„Ich nehme mir mal das Recht, vermuten zu dürfen, dass du meinen Sohn nicht in deine Unannehmlichkeiten mit hineiziehst?", fragt Lucius Malfoy abfällig.
„Nein", antworte ich leise. „Draco ... Ihm geht es, den Umständen entsprechend, gut."
Plötzlich fällt mir etwas ein. „Er weiß gar nicht, was los ist. Wo ich bin." Ich hebe den Kopf und schaue Mrs Malfoy an. „Sie ... Könnten Sie ihn vielleicht benachrichtigen? Ich weiß nicht, schreiben oder so? Ich schätze, ich muss wohl noch ein Weilchen hier bleiben." Dracos Vater schnauft verächtlich. „So weit kommt es noch, dass wir uns von jemandem wie dir Befehle geben lassen. Entschuldigt mich, ich habe zu erledigen."
Narzissa nickt leise. „Selbstverständlich. Ich nehme an, du wurdest angewiesen, hier zu verweilen?" „Ja." „Du warst bereits des Öfteren hier – du findest dein Zimmer?" Ich nicke.
Sie blickt mich an, und ich habe keine Ahnung, was in ihr vorgeht. Ich stehe mühsam auf, atme tief durch und mache mich auf den Weg zu 'meinem' Zimmer.
Auf dem Absatz drehe ich mich noch einmal um. „Schreiben Sie Draco, dass es mir gut geht, bitte."

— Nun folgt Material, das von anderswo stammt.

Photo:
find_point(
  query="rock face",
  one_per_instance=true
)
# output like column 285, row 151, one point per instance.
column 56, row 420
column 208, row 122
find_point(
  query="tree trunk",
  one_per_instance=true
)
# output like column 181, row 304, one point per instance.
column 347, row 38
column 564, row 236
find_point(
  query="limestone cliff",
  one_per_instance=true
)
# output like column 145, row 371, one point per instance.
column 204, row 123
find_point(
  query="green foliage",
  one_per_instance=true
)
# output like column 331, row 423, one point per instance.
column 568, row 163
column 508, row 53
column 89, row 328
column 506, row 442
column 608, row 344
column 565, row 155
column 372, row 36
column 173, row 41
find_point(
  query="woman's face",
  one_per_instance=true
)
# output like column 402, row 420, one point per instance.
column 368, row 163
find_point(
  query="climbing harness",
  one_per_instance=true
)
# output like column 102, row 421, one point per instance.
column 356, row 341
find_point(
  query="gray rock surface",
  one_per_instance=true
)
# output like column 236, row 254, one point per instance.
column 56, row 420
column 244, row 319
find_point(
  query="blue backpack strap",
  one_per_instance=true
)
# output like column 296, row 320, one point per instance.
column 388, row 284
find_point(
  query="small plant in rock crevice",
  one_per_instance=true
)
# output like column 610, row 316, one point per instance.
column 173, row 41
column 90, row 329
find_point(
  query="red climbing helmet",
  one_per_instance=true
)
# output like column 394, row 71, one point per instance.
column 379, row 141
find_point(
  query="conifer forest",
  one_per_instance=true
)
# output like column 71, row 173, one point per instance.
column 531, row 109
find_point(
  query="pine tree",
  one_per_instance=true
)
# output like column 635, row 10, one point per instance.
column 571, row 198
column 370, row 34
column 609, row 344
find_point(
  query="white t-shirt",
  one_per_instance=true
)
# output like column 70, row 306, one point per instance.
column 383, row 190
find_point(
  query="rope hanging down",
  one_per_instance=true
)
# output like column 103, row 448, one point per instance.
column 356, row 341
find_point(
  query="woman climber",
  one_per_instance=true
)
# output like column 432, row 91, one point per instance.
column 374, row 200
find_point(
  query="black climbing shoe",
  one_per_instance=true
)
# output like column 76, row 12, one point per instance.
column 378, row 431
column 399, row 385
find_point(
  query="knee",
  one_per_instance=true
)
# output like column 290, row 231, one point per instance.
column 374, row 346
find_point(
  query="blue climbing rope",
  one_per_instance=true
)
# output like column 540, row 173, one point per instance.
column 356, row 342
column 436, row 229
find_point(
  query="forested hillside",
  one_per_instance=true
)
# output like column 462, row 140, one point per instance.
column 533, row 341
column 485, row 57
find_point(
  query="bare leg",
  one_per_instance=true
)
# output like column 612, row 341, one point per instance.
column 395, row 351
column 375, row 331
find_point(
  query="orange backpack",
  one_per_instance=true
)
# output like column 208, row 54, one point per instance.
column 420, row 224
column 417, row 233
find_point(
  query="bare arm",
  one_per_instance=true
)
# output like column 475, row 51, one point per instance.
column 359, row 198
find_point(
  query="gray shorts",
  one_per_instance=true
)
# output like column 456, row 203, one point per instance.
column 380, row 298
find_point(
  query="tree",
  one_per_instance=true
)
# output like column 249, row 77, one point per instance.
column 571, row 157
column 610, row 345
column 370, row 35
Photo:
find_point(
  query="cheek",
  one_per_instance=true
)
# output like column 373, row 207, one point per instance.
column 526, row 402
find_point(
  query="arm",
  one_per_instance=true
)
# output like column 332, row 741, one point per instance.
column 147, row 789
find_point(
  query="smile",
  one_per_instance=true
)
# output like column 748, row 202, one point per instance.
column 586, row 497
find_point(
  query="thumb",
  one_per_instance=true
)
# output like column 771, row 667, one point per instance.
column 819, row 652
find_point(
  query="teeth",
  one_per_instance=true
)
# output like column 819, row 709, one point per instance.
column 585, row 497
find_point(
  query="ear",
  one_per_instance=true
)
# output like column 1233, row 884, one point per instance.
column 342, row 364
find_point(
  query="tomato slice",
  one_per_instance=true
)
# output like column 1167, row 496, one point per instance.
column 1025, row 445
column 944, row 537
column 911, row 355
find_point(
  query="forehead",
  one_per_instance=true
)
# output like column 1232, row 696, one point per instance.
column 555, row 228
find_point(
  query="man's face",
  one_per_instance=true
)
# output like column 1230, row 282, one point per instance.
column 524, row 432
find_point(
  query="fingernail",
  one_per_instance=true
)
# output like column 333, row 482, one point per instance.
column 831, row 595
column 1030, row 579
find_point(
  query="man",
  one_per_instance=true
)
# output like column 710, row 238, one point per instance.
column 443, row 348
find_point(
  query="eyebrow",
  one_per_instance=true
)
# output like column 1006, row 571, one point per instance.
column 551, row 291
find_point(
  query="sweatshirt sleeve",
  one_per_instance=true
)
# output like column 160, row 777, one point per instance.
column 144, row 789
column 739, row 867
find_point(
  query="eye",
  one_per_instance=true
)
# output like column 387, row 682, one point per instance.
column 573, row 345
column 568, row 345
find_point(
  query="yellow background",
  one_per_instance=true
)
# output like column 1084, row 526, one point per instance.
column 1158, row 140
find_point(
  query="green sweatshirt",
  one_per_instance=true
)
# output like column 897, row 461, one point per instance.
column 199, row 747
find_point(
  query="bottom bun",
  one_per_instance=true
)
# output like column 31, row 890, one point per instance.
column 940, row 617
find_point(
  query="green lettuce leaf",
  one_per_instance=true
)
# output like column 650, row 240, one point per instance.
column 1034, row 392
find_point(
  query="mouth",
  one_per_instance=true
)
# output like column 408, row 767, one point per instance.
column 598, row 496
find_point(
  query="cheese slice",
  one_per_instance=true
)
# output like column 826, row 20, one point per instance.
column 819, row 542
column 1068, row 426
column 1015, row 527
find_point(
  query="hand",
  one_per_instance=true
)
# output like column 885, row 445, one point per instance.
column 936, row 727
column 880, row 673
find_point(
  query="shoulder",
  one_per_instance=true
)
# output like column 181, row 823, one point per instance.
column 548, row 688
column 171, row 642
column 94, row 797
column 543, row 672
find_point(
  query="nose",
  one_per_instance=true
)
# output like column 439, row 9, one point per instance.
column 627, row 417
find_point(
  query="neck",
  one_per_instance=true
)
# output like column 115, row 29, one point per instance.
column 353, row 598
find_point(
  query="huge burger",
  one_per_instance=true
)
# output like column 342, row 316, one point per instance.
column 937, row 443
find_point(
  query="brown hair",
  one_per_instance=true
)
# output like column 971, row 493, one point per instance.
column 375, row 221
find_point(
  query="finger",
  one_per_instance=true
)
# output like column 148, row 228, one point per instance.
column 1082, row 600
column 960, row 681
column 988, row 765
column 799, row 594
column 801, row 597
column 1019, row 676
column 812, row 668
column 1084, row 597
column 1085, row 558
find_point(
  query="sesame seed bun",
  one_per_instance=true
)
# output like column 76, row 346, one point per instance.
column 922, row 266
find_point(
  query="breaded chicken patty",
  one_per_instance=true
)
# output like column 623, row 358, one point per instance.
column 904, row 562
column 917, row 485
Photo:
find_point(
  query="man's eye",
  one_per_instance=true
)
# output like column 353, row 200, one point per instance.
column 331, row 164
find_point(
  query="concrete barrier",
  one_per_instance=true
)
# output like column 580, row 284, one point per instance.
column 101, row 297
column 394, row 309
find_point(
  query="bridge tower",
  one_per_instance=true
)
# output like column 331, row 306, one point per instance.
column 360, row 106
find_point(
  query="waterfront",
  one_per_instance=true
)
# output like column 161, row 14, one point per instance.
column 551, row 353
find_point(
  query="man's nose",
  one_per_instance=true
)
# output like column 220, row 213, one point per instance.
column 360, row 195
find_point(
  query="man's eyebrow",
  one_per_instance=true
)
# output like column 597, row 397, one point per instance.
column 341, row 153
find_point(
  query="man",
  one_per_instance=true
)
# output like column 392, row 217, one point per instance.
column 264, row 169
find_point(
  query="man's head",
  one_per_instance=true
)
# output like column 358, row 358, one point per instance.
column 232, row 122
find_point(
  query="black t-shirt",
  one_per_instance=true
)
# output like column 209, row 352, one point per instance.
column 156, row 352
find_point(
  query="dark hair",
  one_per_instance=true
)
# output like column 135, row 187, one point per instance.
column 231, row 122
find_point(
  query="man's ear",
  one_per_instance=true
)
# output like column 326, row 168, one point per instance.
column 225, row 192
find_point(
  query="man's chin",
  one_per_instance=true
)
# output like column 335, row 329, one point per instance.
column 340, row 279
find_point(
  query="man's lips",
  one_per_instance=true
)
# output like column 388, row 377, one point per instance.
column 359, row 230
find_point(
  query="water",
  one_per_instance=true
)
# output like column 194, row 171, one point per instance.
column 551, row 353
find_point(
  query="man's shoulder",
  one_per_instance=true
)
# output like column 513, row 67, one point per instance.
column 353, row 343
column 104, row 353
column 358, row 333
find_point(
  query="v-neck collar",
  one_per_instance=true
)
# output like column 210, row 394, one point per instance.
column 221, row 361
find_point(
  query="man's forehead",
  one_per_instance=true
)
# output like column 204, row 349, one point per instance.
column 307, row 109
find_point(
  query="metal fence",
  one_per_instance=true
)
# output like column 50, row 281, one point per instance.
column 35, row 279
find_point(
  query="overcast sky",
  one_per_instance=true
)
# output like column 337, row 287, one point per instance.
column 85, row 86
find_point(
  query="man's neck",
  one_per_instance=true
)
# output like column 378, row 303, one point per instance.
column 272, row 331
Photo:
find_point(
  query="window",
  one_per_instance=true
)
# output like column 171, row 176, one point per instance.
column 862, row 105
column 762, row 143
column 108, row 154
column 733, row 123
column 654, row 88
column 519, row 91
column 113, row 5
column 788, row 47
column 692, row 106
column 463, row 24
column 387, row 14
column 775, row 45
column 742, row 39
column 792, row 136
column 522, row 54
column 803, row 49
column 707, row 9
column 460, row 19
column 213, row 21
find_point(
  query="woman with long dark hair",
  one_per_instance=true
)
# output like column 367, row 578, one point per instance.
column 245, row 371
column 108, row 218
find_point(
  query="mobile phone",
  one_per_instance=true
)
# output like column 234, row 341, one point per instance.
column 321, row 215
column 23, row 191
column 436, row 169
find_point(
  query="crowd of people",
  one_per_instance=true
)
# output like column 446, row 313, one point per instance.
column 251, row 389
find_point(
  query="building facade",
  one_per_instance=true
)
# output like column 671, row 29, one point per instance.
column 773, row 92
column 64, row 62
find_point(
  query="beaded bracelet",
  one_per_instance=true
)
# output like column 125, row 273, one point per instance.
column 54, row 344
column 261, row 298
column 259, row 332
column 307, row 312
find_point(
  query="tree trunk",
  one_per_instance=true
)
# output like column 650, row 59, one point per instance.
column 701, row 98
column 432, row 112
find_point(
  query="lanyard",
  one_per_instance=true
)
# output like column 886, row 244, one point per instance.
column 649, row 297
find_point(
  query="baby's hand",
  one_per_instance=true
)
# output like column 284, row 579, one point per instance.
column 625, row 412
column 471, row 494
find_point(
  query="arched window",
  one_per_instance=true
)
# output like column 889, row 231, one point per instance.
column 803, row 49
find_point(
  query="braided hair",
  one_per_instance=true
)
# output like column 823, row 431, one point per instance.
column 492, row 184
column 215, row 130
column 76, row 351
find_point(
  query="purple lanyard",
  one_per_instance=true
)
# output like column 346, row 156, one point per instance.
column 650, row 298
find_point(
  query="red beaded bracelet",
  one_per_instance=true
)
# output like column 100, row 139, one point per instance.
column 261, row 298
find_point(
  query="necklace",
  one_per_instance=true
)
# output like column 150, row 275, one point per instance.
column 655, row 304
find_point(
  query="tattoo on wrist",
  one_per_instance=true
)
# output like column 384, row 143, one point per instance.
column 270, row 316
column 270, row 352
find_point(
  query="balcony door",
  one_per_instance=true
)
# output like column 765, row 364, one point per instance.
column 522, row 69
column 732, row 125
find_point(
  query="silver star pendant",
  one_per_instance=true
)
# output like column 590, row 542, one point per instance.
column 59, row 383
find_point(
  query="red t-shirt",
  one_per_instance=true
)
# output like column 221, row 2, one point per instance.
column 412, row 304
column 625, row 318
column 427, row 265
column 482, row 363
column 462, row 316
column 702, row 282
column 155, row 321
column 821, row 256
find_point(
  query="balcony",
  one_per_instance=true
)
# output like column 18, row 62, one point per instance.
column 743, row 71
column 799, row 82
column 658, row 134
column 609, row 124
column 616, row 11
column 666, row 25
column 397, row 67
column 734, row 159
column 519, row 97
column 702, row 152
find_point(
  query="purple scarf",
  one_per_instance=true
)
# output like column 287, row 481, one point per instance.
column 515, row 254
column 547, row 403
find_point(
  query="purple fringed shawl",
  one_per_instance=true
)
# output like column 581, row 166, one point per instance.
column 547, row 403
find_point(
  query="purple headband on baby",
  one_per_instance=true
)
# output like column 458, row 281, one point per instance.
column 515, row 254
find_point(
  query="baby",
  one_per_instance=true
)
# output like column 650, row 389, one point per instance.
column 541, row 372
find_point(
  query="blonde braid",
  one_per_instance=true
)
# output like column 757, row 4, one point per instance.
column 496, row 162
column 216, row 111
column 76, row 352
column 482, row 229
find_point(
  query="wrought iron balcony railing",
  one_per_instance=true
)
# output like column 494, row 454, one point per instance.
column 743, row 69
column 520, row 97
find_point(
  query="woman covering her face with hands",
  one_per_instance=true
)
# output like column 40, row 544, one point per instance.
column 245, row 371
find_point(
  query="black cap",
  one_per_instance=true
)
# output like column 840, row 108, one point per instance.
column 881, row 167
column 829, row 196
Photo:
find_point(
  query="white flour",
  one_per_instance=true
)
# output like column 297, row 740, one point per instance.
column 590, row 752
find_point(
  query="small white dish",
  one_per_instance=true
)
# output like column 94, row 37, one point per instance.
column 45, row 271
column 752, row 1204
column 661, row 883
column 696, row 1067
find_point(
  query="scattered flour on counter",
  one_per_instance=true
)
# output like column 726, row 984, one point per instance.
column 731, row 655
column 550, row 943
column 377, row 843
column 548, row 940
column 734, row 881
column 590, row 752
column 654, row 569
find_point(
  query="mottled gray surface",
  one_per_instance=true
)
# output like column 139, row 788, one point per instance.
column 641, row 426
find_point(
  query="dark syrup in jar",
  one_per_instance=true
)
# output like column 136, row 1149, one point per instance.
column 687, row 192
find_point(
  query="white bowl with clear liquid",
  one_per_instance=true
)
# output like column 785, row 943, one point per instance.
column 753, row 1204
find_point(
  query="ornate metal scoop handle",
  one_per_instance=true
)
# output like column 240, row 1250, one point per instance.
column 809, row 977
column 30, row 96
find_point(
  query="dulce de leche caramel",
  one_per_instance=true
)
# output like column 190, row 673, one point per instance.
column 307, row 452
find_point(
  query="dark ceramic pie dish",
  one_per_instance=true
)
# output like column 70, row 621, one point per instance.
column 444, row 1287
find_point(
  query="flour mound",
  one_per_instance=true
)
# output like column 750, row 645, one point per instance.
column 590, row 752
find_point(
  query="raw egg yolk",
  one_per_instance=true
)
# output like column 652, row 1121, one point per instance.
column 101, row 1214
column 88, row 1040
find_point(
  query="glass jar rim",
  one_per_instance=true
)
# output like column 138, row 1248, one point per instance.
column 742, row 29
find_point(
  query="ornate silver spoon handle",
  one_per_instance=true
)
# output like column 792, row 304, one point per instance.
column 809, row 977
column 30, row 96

Der graue Tag vor meinem Fenster sieht kalt aus. Kalt und ungemütlich. Und obwohl das wahrscheinlich mein geringstes Problem ist, habe ich das Gefühl vor Langeweile um zu kommen. Das ist fast so schlimm wie das Warten auf das Ungewisse, wobei beides sich sehr nahe kommt. Ich kann nicht einmal sagen, ob ich es vorziehe, hier im Manor zu vergammeln oder in Hogwarts zu versauern. Wenigstens bin ich in Hogwarts nicht alleine, ganz im Gegensatz zu hier.
Hier bin ich alleine, alleine mit dem Staub, mit der Kälte, der Stille und allein mit der Einsamkeit.
Und allein mit mir selbst. Das ist wahrscheinlich das Schlimmste. Man selbst ist das Einzige, dem man nicht entfliehen kann. Man ist gefangen in dem eigenen Kopf, in den eigenen Gedanken, für immer. Und wenn man so viele Fehler macht wie ich, und dann noch scheinbare Ewigkeiten für sich allein ist, fängt man irgendwann an, wenn man über alles andere schon nachgedacht hat, sogar nachzudenken über das über was man nachdenkt. Ziemlich verwirrender Gedanke. Aber auch das geschieht nicht, ohne dass man vorher über all die Fehler und Probleme nachgedacht hat, die es sonst so gibt. Warum kann es nicht einfach in der Natur des Menschen liegen, über die schönen Dinge dieser Welt nachzudenken, wenn ihm langweilig ist?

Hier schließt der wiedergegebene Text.